ESET Ireland

According to Bleeping Computer*, ​More than 101,000 ChatGPT user accounts have been stolen by information-stealing malware over the past year, according to dark web marketplace data.

Cyberintelligence firm Group-IB reports having identified over a hundred thousand info-stealer logs on various underground websites containing ChatGPT accounts, with the peak observed in May 2023, when threat actors posted 26,800 new ChatGPT credential pairs. Regarding the most targeted region, Asia-Pacific had almost 41,000 compromised accounts between June 2022 and May 2023, Europe had nearly 17,000, and North America ranked fifth with 4,700. Information stealers are a malware category that targets account data stored on applications such as email clients, web browsers, instant messengers, gaming services, cryptocurrency wallets, and others.

People may not realize that their ChatGPT accounts may in fact hold a great amount of sensitive information that is sought after by cybercriminals. It stores all input requests by default and can be viewed by those with access to the account. Furthermore, info stealers are becoming more prominent in ChatGPT compromises and even used in malware-as-a-service attacks. Info stealers focus on stealing digital assets stored on a compromised system looking for essential information such as cryptocurrency wallet records, access credentials and passwords as well as saved browser logins.
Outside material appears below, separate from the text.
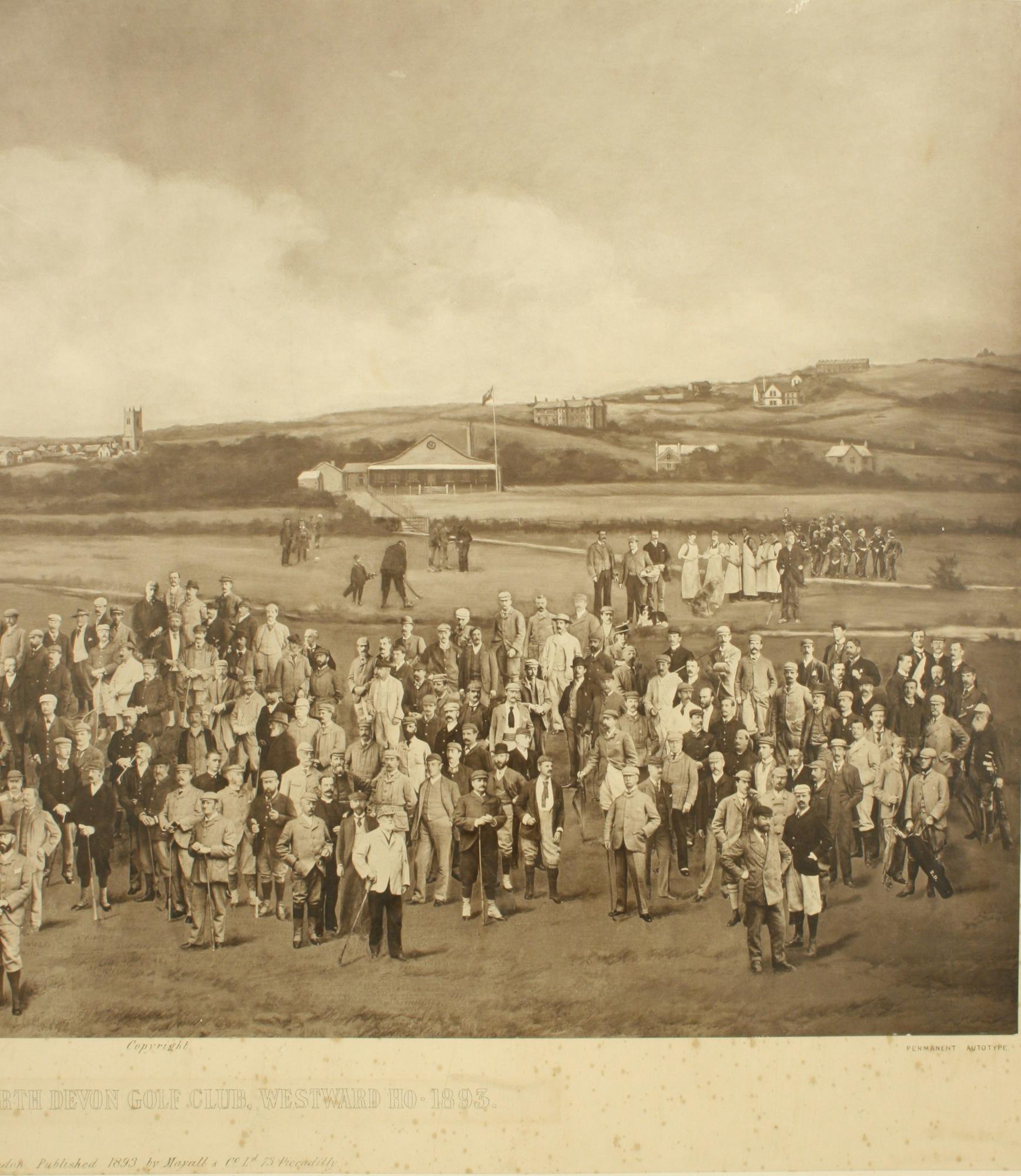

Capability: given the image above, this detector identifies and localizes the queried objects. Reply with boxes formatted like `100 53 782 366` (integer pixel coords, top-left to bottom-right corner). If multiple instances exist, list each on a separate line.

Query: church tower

The fact that a regular user with free access doesn’t have the option to enable 2FA/MFA makes the service increasingly vulnerable. It might be a wise idea to therefore disable the chat saving feature unless absolutely necessary and use one of the single sign-on options you trust the most (currently Google, Microsoft or Apple) which uses 2FA. The more data that chatbots are fed, the more they will be attractive to threat actors so it is also advised to think carefully about what information you input into cloud based chatbots and other services.